Yes, it was true. It must have been the beginning of all things. Man, pitiless, deaf, blind, groping in the darkness, knowing not even himself. And to her vision, far off, out of the mist, he shaped himself before her: that dim, first standard-bearer of the Lord, the man who first felt pity. Savage, brutish, dumb — lonely there amid the desolation, staring down at some hurt creature, man or beast it mattered not, his dull eyes troubled with a strange new pain he understood not.

And suddenly, as he stooped, there must have come a great light into his eyes.

Man had heard God’s voice across the deep, and had made answer.

 

CHAPTER XV

 

The years that followed — till, like some shipwrecked swimmer to whom returning light reveals the land, she felt new life and hopes come back to her — always remained in her memory vague, confused; a jumble of events, thoughts, feelings, without sequence or connection.

She had gone down to Liverpool, intending to persuade her father to leave the control of the works to Arthur, and to come and live with her in London; but had left without broaching the subject. There were nights when she would trapse the streets till she would almost fall exhausted, rather than face the solitude awaiting her in her own rooms. But so also there were moods when, like some stricken animal, her instinct was to shun all living things. At such times his presence, for all his loving patience, would have been as a knife in her wound. Besides, he would always be there, when escape from herself for a while became an absolute necessity. More and more she had come to regard him as her comforter. Not from anything he ever said or did. Rather, it seemed to her, because that with him she felt no need of words.

The works, since Arthur had shared the management, had gradually been regaining their position; and he had urged her to let him increase her allowance.

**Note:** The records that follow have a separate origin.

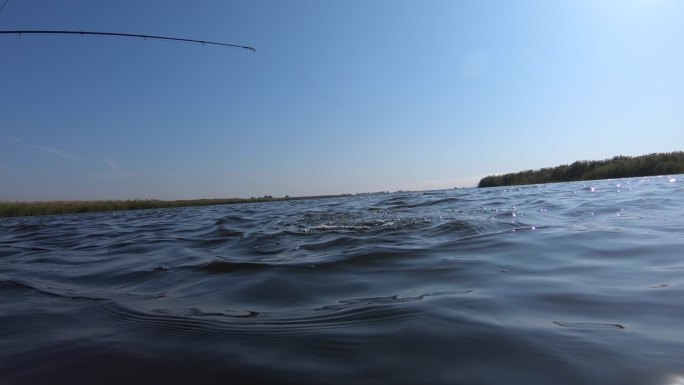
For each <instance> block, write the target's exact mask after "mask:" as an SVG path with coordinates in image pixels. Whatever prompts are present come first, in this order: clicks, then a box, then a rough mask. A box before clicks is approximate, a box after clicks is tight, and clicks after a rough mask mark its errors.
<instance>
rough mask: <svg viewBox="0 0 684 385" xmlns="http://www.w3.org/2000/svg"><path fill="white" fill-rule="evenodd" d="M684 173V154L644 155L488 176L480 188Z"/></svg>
mask: <svg viewBox="0 0 684 385" xmlns="http://www.w3.org/2000/svg"><path fill="white" fill-rule="evenodd" d="M681 173H684V152H682V151H678V152H668V153H660V154H648V155H642V156H636V157H631V156H615V157H613V158H612V159H604V160H594V161H588V160H580V161H577V162H575V163H572V164H564V165H562V166H558V167H548V168H542V169H539V170H527V171H520V172H516V173H510V174H503V175H493V176H487V177H484V178H482V179H481V180H480V183H479V184H478V187H495V186H511V185H523V184H538V183H551V182H572V181H578V180H595V179H611V178H628V177H635V176H651V175H665V174H681Z"/></svg>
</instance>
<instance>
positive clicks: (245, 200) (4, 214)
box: [0, 194, 351, 218]
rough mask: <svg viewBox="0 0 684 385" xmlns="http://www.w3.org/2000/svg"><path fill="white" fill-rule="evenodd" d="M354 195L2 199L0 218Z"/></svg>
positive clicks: (278, 200) (55, 214)
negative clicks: (147, 197)
mask: <svg viewBox="0 0 684 385" xmlns="http://www.w3.org/2000/svg"><path fill="white" fill-rule="evenodd" d="M350 195H351V194H338V195H317V196H302V197H289V196H285V197H278V198H274V197H272V196H264V197H259V198H218V199H182V200H160V199H130V200H92V201H33V202H21V201H17V202H3V201H0V218H15V217H29V216H45V215H63V214H83V213H97V212H112V211H129V210H151V209H165V208H175V207H194V206H217V205H230V204H243V203H257V202H276V201H290V200H308V199H322V198H339V197H344V196H350Z"/></svg>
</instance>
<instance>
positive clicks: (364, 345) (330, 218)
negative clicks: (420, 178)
mask: <svg viewBox="0 0 684 385" xmlns="http://www.w3.org/2000/svg"><path fill="white" fill-rule="evenodd" d="M0 261H1V262H0V298H1V300H0V383H2V384H62V383H65V384H67V383H68V384H91V383H105V384H107V383H111V384H118V383H127V384H137V383H139V384H156V383H159V384H162V383H163V384H184V383H197V384H219V383H221V384H240V383H249V384H256V383H278V384H283V383H293V384H349V383H362V384H363V383H383V384H419V383H420V384H502V383H506V384H663V385H675V384H683V383H684V179H683V177H682V176H674V177H657V178H656V177H654V178H638V179H625V180H608V181H592V182H583V183H563V184H551V185H541V186H524V187H520V188H512V189H504V188H492V189H463V190H450V191H434V192H424V193H395V194H381V195H367V196H355V197H346V198H334V199H332V198H331V199H320V200H308V201H282V202H272V203H255V204H244V205H232V206H214V207H200V208H184V209H164V210H149V211H134V212H117V213H102V214H84V215H67V216H55V217H33V218H19V219H3V220H0Z"/></svg>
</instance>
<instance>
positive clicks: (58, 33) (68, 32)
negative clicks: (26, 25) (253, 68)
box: [0, 0, 256, 52]
mask: <svg viewBox="0 0 684 385" xmlns="http://www.w3.org/2000/svg"><path fill="white" fill-rule="evenodd" d="M7 1H9V0H7ZM5 4H7V2H5ZM0 10H1V9H0ZM0 35H20V36H21V35H81V36H85V35H91V36H114V37H133V38H142V39H145V40H147V39H152V40H155V39H156V40H172V41H183V42H187V43H198V44H202V45H218V46H223V47H231V48H242V49H246V50H249V51H252V52H256V48H254V47H250V46H246V45H239V44H229V43H221V42H216V41H208V40H197V39H184V38H180V37H171V36H158V35H142V34H135V33H118V32H97V31H48V30H45V31H43V30H16V31H0Z"/></svg>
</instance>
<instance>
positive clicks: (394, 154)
mask: <svg viewBox="0 0 684 385" xmlns="http://www.w3.org/2000/svg"><path fill="white" fill-rule="evenodd" d="M260 53H261V55H263V56H264V57H265V58H266V59H267V60H268V61H270V62H271V64H275V65H276V66H278V67H279V68H280V69H281V70H283V71H285V72H287V73H289V74H290V75H291V76H292V77H294V78H296V79H297V80H299V81H300V82H302V83H303V84H305V85H306V86H307V87H309V88H311V89H312V90H314V91H315V92H316V93H317V94H319V95H320V96H322V97H324V98H325V99H327V100H328V101H329V102H330V103H331V104H332V105H334V106H335V107H337V108H338V109H339V110H340V111H342V112H343V113H344V114H346V115H347V116H348V117H350V118H351V119H352V120H354V121H355V122H356V123H357V124H358V125H361V126H363V125H364V122H363V121H362V119H361V118H359V117H358V116H357V115H356V114H354V113H352V112H351V111H349V110H348V109H347V108H345V107H344V105H343V104H342V103H340V102H339V101H338V100H337V99H335V98H333V97H332V96H330V95H329V94H327V93H326V92H324V91H323V90H321V89H320V88H319V87H317V86H316V85H315V84H313V83H311V82H310V81H308V80H307V79H305V78H304V77H302V76H301V75H299V73H297V71H295V70H293V69H291V68H290V67H288V66H287V65H285V64H284V63H282V62H280V61H279V60H277V59H276V58H274V57H273V56H271V55H268V54H267V53H265V52H261V51H260ZM390 150H391V151H392V155H394V157H395V158H396V159H397V160H398V161H399V163H401V165H402V166H404V168H405V169H406V170H408V172H409V174H410V175H411V179H412V180H413V187H414V190H416V191H418V183H417V182H416V176H415V175H414V174H413V170H412V169H411V168H410V167H409V166H408V164H406V162H404V160H403V159H402V158H401V157H400V156H399V155H398V154H397V152H396V151H395V150H394V149H393V148H391V147H390Z"/></svg>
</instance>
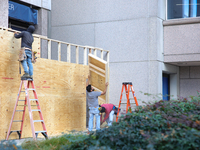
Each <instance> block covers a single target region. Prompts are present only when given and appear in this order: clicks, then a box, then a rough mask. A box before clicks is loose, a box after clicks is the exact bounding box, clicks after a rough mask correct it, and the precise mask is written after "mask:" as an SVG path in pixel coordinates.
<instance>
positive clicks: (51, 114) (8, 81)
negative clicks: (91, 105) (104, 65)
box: [0, 30, 89, 140]
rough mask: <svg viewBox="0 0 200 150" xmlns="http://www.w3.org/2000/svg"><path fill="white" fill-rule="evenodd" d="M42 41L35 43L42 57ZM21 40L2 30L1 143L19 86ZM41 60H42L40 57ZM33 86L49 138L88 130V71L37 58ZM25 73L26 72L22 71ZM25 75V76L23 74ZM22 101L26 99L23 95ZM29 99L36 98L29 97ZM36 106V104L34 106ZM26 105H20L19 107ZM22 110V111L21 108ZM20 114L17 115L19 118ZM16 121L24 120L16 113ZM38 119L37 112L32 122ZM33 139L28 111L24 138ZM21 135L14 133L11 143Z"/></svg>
mask: <svg viewBox="0 0 200 150" xmlns="http://www.w3.org/2000/svg"><path fill="white" fill-rule="evenodd" d="M39 43H40V39H39V38H38V39H34V43H33V50H37V51H38V54H39V53H40V44H39ZM19 48H20V40H17V39H15V38H13V33H12V32H8V31H6V32H5V31H4V30H0V52H1V59H0V117H1V119H0V139H1V140H3V139H5V137H6V133H7V130H8V127H9V124H10V120H11V117H12V113H13V109H14V105H15V102H16V99H17V94H18V90H19V85H20V82H21V80H20V76H21V75H20V74H19V62H18V61H17V59H18V50H19ZM37 57H39V56H37ZM33 67H34V74H33V78H34V83H35V87H36V92H37V95H38V98H39V102H40V106H41V110H42V113H43V117H44V121H45V124H46V128H47V131H48V134H49V136H55V135H60V134H61V133H62V132H67V131H70V130H73V129H75V130H85V129H86V93H85V92H86V91H85V82H86V77H87V76H88V74H89V67H88V66H84V65H77V64H71V63H67V62H58V61H55V60H48V59H42V58H38V59H37V62H36V63H35V64H33ZM22 71H23V70H22ZM22 73H23V72H22ZM20 97H21V99H24V98H25V95H23V94H21V96H20ZM30 97H33V94H32V93H30ZM31 103H32V104H34V103H35V102H31ZM22 104H23V103H22V102H20V105H22ZM18 109H20V107H19V108H18ZM17 113H18V114H17ZM17 113H16V115H15V119H19V120H20V118H21V117H22V116H21V114H20V112H17ZM38 117H39V115H38V113H37V112H34V114H33V118H34V119H38ZM15 129H16V130H18V129H20V125H19V123H18V124H17V123H15V125H14V126H12V130H15ZM35 130H36V131H39V130H41V124H40V123H35ZM38 136H39V137H43V136H42V135H40V134H39V135H38ZM25 137H32V133H31V126H30V120H29V116H28V108H26V115H25V123H24V130H23V133H22V138H25ZM16 138H18V135H17V134H16V133H12V134H11V136H10V139H16Z"/></svg>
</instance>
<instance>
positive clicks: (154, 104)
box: [22, 97, 200, 150]
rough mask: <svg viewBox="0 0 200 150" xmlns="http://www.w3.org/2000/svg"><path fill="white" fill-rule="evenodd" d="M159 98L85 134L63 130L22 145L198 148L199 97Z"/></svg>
mask: <svg viewBox="0 0 200 150" xmlns="http://www.w3.org/2000/svg"><path fill="white" fill-rule="evenodd" d="M191 98H192V100H187V99H182V100H174V101H159V102H156V103H153V104H146V106H145V107H144V106H143V107H138V108H137V110H136V111H135V112H133V113H128V114H125V115H124V116H122V117H121V118H120V119H119V122H117V123H113V126H111V127H109V128H104V129H102V130H99V131H97V132H92V133H91V134H89V135H84V134H75V135H73V134H65V135H63V136H61V137H56V138H51V139H49V140H45V141H37V142H30V141H27V142H25V143H24V144H23V145H22V148H23V149H29V150H38V149H41V150H54V149H55V150H97V149H101V150H111V149H114V150H118V149H119V150H130V149H131V150H138V149H144V150H146V149H147V150H153V149H156V150H161V149H162V150H169V149H176V150H199V149H200V97H191Z"/></svg>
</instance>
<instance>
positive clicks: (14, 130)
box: [10, 130, 21, 132]
mask: <svg viewBox="0 0 200 150" xmlns="http://www.w3.org/2000/svg"><path fill="white" fill-rule="evenodd" d="M20 131H21V130H13V131H10V132H20Z"/></svg>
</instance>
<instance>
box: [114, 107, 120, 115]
mask: <svg viewBox="0 0 200 150" xmlns="http://www.w3.org/2000/svg"><path fill="white" fill-rule="evenodd" d="M113 110H114V114H115V115H117V113H118V108H117V107H116V106H115V108H114V109H113ZM120 110H121V109H119V112H120Z"/></svg>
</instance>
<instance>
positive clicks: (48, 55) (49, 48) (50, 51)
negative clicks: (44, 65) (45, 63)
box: [48, 40, 51, 59]
mask: <svg viewBox="0 0 200 150" xmlns="http://www.w3.org/2000/svg"><path fill="white" fill-rule="evenodd" d="M48 59H51V40H48Z"/></svg>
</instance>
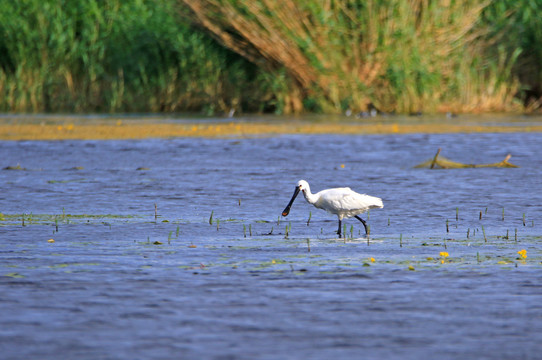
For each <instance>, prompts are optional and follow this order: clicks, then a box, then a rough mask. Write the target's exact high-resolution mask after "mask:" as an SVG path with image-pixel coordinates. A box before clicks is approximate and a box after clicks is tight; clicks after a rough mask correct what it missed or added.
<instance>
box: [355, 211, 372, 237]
mask: <svg viewBox="0 0 542 360" xmlns="http://www.w3.org/2000/svg"><path fill="white" fill-rule="evenodd" d="M354 217H355V218H356V219H358V220H359V221H361V223H362V224H363V227H364V228H365V235H369V232H368V231H367V223H366V222H365V220H363V219H362V218H360V217H359V216H357V215H355V216H354Z"/></svg>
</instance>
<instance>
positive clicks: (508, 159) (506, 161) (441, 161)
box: [414, 148, 519, 169]
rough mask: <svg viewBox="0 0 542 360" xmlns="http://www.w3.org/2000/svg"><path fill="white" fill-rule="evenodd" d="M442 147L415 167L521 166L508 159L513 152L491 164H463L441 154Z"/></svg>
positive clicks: (432, 168)
mask: <svg viewBox="0 0 542 360" xmlns="http://www.w3.org/2000/svg"><path fill="white" fill-rule="evenodd" d="M440 151H441V149H440V148H439V149H438V151H437V153H436V154H435V156H434V157H433V158H432V159H430V160H427V161H425V162H423V163H421V164H418V165H416V166H414V167H415V168H429V169H465V168H486V167H502V168H517V167H519V166H517V165H514V164H512V163H510V162H508V160H510V158H511V157H512V155H511V154H508V155H506V157H505V158H504V160H502V161H500V162H496V163H491V164H463V163H460V162H457V161H452V160H450V159H447V158H445V157H444V156H440Z"/></svg>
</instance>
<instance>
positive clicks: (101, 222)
mask: <svg viewBox="0 0 542 360" xmlns="http://www.w3.org/2000/svg"><path fill="white" fill-rule="evenodd" d="M140 218H142V217H141V216H136V215H120V214H66V213H65V212H63V213H62V214H33V213H32V214H30V215H29V214H24V213H23V214H5V213H0V226H8V225H22V226H28V225H51V224H53V225H55V226H56V231H57V232H58V226H59V224H62V223H64V224H70V223H90V222H94V221H96V222H99V223H102V222H103V220H104V219H110V220H133V219H140ZM25 220H26V221H25Z"/></svg>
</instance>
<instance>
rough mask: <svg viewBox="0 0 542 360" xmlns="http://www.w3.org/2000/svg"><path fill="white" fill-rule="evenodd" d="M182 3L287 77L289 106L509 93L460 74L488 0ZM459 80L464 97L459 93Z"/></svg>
mask: <svg viewBox="0 0 542 360" xmlns="http://www.w3.org/2000/svg"><path fill="white" fill-rule="evenodd" d="M180 1H181V2H183V3H184V4H186V5H187V6H188V7H189V8H190V10H191V15H192V17H191V19H192V20H193V21H194V22H195V23H196V24H198V25H200V26H202V27H204V28H206V29H207V30H208V31H209V32H210V33H211V34H212V35H213V36H214V37H215V38H216V39H218V40H219V41H220V42H221V43H222V44H224V45H225V46H226V47H228V48H230V49H232V50H233V51H235V52H237V53H239V54H241V55H243V56H244V57H246V58H247V59H249V60H250V61H252V62H254V63H256V64H259V65H261V66H264V67H266V68H268V69H269V70H276V69H279V68H283V69H285V70H286V72H287V74H288V75H289V77H290V78H291V79H293V81H292V83H290V84H289V86H290V97H289V102H290V104H289V105H288V108H287V109H285V111H286V112H287V111H288V110H291V111H299V110H301V108H302V106H303V105H302V100H303V99H304V98H305V97H306V95H307V94H308V95H310V96H312V97H313V98H318V99H319V100H320V101H321V107H322V109H323V110H324V111H330V110H335V111H341V110H344V108H345V107H348V108H351V109H352V110H365V108H366V107H367V105H368V104H369V103H370V102H372V103H374V104H375V105H376V106H377V107H378V108H380V109H383V110H386V111H399V112H410V111H418V110H436V109H437V107H442V106H445V105H443V104H445V103H447V102H450V101H451V102H452V103H453V107H454V110H455V111H461V110H462V109H468V108H469V107H476V106H480V105H481V104H482V105H483V104H488V103H489V105H484V106H485V107H486V108H495V107H496V105H494V104H491V102H492V101H496V102H499V101H501V100H502V98H503V97H504V98H505V99H506V100H509V99H508V98H507V96H508V93H511V91H508V93H504V94H503V93H502V92H503V91H506V90H507V89H505V88H502V87H496V88H495V89H494V90H493V91H483V90H482V89H483V88H484V85H483V84H482V85H480V84H476V86H474V87H473V86H472V85H471V82H473V81H477V82H480V81H485V80H486V79H484V78H482V77H480V76H478V77H477V78H476V79H471V77H472V76H473V75H476V71H475V72H473V71H469V72H467V73H466V75H465V73H463V74H464V76H465V79H461V78H459V79H457V75H458V71H459V70H460V68H461V67H462V66H467V67H469V66H470V67H472V65H473V61H472V59H473V57H476V56H477V52H476V51H475V50H476V49H475V48H474V47H473V46H471V44H472V43H474V42H475V41H476V40H477V39H479V38H480V37H481V36H482V35H484V31H483V30H478V29H476V24H477V22H478V19H479V15H480V13H481V11H482V10H483V9H484V7H485V6H486V5H487V4H488V3H489V2H488V1H475V2H472V1H467V0H461V1H450V0H439V1H429V0H411V1H389V2H386V3H385V4H383V3H382V2H379V1H376V0H370V1H366V2H363V3H362V2H359V1H353V0H337V1H325V2H320V1H306V2H297V1H294V0H283V1H272V0H256V1H248V0H246V1H233V0H180ZM489 80H491V79H489ZM451 88H453V89H454V90H455V91H451ZM464 88H466V89H467V93H469V95H470V96H468V97H467V96H465V97H461V98H459V100H457V97H459V94H461V93H462V92H463V91H464V90H465V89H464ZM469 89H473V91H474V92H475V94H471V93H470V91H468V90H469ZM450 92H452V94H451V95H450ZM453 96H457V97H453ZM473 103H474V105H473Z"/></svg>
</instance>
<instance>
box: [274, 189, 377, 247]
mask: <svg viewBox="0 0 542 360" xmlns="http://www.w3.org/2000/svg"><path fill="white" fill-rule="evenodd" d="M300 191H301V192H303V195H304V196H305V200H307V202H308V203H309V204H312V205H314V206H315V207H317V208H318V209H323V210H325V211H327V212H328V213H331V214H335V215H337V217H338V218H339V230H338V231H337V233H338V234H339V237H340V236H341V222H342V220H343V219H344V218H350V217H355V218H356V219H358V220H359V221H361V223H362V224H363V227H364V228H365V234H367V233H368V231H367V223H366V222H365V220H363V219H362V218H361V217H359V216H358V215H359V214H363V213H364V212H366V211H367V210H369V209H374V208H383V207H384V204H383V203H382V199H380V198H377V197H374V196H370V195H365V194H358V193H357V192H355V191H353V190H352V189H350V188H334V189H327V190H322V191H320V192H317V193H316V194H313V193H311V188H310V186H309V183H308V182H306V181H305V180H299V181H298V183H297V185H296V187H295V191H294V195H293V196H292V199H291V200H290V202H289V203H288V205H287V206H286V208H285V209H284V211H283V212H282V216H288V214H289V213H290V208H291V207H292V204H293V203H294V200H295V198H296V197H297V195H298V194H299V192H300Z"/></svg>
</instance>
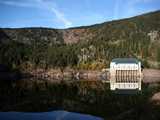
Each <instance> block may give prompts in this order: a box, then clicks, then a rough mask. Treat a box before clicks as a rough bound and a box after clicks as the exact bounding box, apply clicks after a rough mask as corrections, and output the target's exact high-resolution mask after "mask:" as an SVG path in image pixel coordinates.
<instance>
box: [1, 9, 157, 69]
mask: <svg viewBox="0 0 160 120" xmlns="http://www.w3.org/2000/svg"><path fill="white" fill-rule="evenodd" d="M115 57H136V58H138V59H140V60H141V61H142V62H143V64H144V66H145V67H152V68H160V11H156V12H152V13H147V14H144V15H140V16H136V17H133V18H128V19H123V20H117V21H111V22H105V23H102V24H96V25H92V26H85V27H77V28H70V29H48V28H19V29H18V28H17V29H5V28H1V29H0V63H1V64H6V65H7V66H10V67H11V68H14V69H21V70H22V69H23V70H28V69H33V68H37V67H38V68H44V69H49V68H57V67H67V66H69V67H74V68H78V69H102V68H105V67H108V66H109V62H110V61H111V59H113V58H115Z"/></svg>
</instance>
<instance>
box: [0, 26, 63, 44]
mask: <svg viewBox="0 0 160 120" xmlns="http://www.w3.org/2000/svg"><path fill="white" fill-rule="evenodd" d="M9 40H14V41H17V42H20V43H24V44H32V43H34V42H45V43H48V44H49V45H52V44H62V43H63V38H62V35H61V33H60V32H59V30H56V29H48V28H17V29H8V28H7V29H3V28H0V41H2V42H8V41H9Z"/></svg>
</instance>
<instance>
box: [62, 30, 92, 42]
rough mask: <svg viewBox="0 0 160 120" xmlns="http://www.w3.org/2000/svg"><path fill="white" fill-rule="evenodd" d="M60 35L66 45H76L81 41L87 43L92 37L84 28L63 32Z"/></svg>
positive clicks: (89, 32) (89, 33)
mask: <svg viewBox="0 0 160 120" xmlns="http://www.w3.org/2000/svg"><path fill="white" fill-rule="evenodd" d="M62 34H63V39H64V42H65V43H66V44H72V43H78V42H79V41H81V40H84V41H88V40H90V39H92V37H93V36H94V35H93V34H92V33H91V32H89V31H88V30H87V29H84V28H76V29H67V30H63V31H62Z"/></svg>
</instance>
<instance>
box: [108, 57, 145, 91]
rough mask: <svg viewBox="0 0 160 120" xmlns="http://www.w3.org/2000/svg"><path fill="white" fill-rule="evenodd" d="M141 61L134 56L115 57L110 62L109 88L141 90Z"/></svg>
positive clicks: (130, 89)
mask: <svg viewBox="0 0 160 120" xmlns="http://www.w3.org/2000/svg"><path fill="white" fill-rule="evenodd" d="M141 74H142V73H141V62H140V61H138V60H137V59H135V58H116V59H113V60H112V61H111V63H110V89H111V90H116V89H122V90H128V89H130V90H135V89H138V90H141Z"/></svg>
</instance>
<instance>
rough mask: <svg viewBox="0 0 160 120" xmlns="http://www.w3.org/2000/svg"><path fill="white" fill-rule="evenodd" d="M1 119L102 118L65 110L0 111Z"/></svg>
mask: <svg viewBox="0 0 160 120" xmlns="http://www.w3.org/2000/svg"><path fill="white" fill-rule="evenodd" d="M0 119H1V120H103V119H102V118H100V117H95V116H91V115H85V114H79V113H73V112H67V111H51V112H37V113H34V112H30V113H29V112H0Z"/></svg>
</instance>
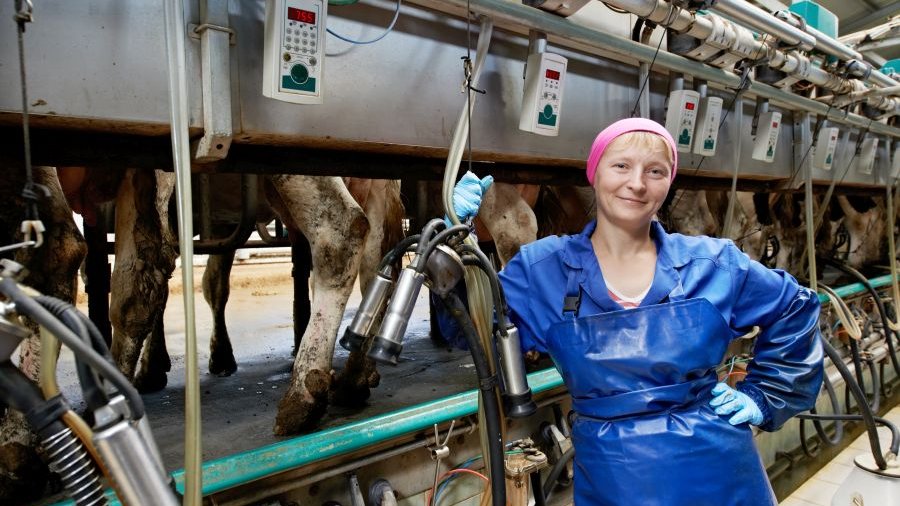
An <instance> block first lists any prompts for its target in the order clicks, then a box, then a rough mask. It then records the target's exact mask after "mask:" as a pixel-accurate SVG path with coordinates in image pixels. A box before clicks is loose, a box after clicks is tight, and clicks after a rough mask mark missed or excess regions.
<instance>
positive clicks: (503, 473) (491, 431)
mask: <svg viewBox="0 0 900 506" xmlns="http://www.w3.org/2000/svg"><path fill="white" fill-rule="evenodd" d="M441 300H442V301H443V302H444V304H445V305H446V306H447V310H448V311H449V312H450V314H451V315H453V317H454V318H455V319H456V322H457V323H458V324H459V328H460V330H461V331H462V333H463V335H464V336H465V338H466V341H467V343H468V345H469V352H470V353H471V354H472V362H473V363H474V365H475V373H476V374H477V375H478V388H479V390H481V399H482V402H483V403H484V404H483V406H484V418H485V425H486V431H487V440H488V457H489V462H490V464H491V473H490V474H491V476H490V482H491V500H492V503H493V505H494V506H506V466H505V464H504V455H503V433H502V432H501V427H500V403H499V402H498V401H497V395H496V391H495V388H496V387H497V386H498V381H497V375H495V374H494V375H492V374H491V368H490V365H489V364H488V361H487V356H486V355H485V352H484V348H483V347H482V346H481V340H480V339H478V333H477V331H476V330H475V325H474V324H473V323H472V319H471V318H470V317H469V313H468V311H467V310H466V306H465V305H464V304H463V303H462V301H461V300H460V298H459V296H458V295H456V294H455V293H453V291H450V292H448V293H447V294H446V295H442V296H441Z"/></svg>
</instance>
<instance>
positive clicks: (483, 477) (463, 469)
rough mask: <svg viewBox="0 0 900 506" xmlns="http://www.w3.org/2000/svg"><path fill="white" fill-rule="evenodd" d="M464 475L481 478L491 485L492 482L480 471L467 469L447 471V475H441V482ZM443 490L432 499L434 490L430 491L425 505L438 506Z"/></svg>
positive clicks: (452, 469)
mask: <svg viewBox="0 0 900 506" xmlns="http://www.w3.org/2000/svg"><path fill="white" fill-rule="evenodd" d="M463 474H470V475H472V476H477V477H478V478H481V479H482V480H484V482H485V483H490V481H491V480H489V479H488V478H487V476H485V475H483V474H481V473H479V472H478V471H473V470H471V469H465V468H457V469H451V470H449V471H447V472H446V473H444V474H443V475H441V477H440V478H439V480H444V478H447V477H448V476H456V475H463ZM448 483H449V482H448ZM441 490H442V489H440V488H439V489H438V491H437V492H435V493H434V497H431V492H434V491H433V490H432V491H430V492H429V494H428V497H427V499H426V500H425V504H426V505H431V506H437V504H438V498H439V497H440V492H441Z"/></svg>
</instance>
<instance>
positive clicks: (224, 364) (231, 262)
mask: <svg viewBox="0 0 900 506" xmlns="http://www.w3.org/2000/svg"><path fill="white" fill-rule="evenodd" d="M233 265H234V251H230V252H228V253H222V254H217V255H210V256H209V260H208V261H207V263H206V270H205V271H203V297H204V298H205V299H206V303H207V304H209V308H210V310H212V314H213V331H212V335H211V336H210V337H209V372H210V373H212V374H215V375H218V376H231V375H232V374H233V373H234V372H235V371H237V362H235V360H234V350H233V349H232V347H231V339H230V338H229V337H228V328H227V327H226V326H225V304H227V303H228V296H229V295H230V293H231V286H230V284H229V282H228V281H229V278H230V277H231V267H232V266H233Z"/></svg>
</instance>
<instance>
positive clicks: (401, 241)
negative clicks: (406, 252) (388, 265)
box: [378, 234, 422, 271]
mask: <svg viewBox="0 0 900 506" xmlns="http://www.w3.org/2000/svg"><path fill="white" fill-rule="evenodd" d="M421 237H422V236H421V235H420V234H416V235H411V236H409V237H406V238H404V239H403V240H402V241H400V242H399V243H397V245H396V246H394V249H392V250H391V251H388V253H387V255H385V256H384V258H382V259H381V263H380V264H378V271H381V270H382V269H384V268H385V267H387V266H388V265H393V264H395V263H397V260H400V256H402V255H403V254H404V253H406V250H407V249H408V248H409V247H410V246H412V245H413V244H416V243H417V242H418V241H419V239H420V238H421Z"/></svg>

“It will give you greater freedom,” he had suggested with fine assumption of propounding a mere business proposition; “enabling you to choose your work entirely for its own sake. I have always wanted to take a hand in helping things on. It will come to just the same, your doing it for me.”

She had suppressed a smile, and had accepted. “Thanks, Dad,” she had answered. “It will be nice, having you as my backer.”

Her admiration of the independent woman had undergone some modification since she had come in contact with her. Woman was intended to be dependent upon man. It was the part appointed to him in the social scheme. Woman had hers, no less important. Earning her own living did not improve her. It was one of the drawbacks of civilization that so many had to do it of necessity. It developed her on the wrong lines — against her nature. This cry of the unsexed: that woman must always be the paid servant instead of the helper of man — paid for being mother, paid for being wife! Why not carry it to its logical conclusion, and insist that she should be paid for her embraces? That she should share in man’s labour, in his hopes, that was the true comradeship. What mattered it, who held the purse-strings!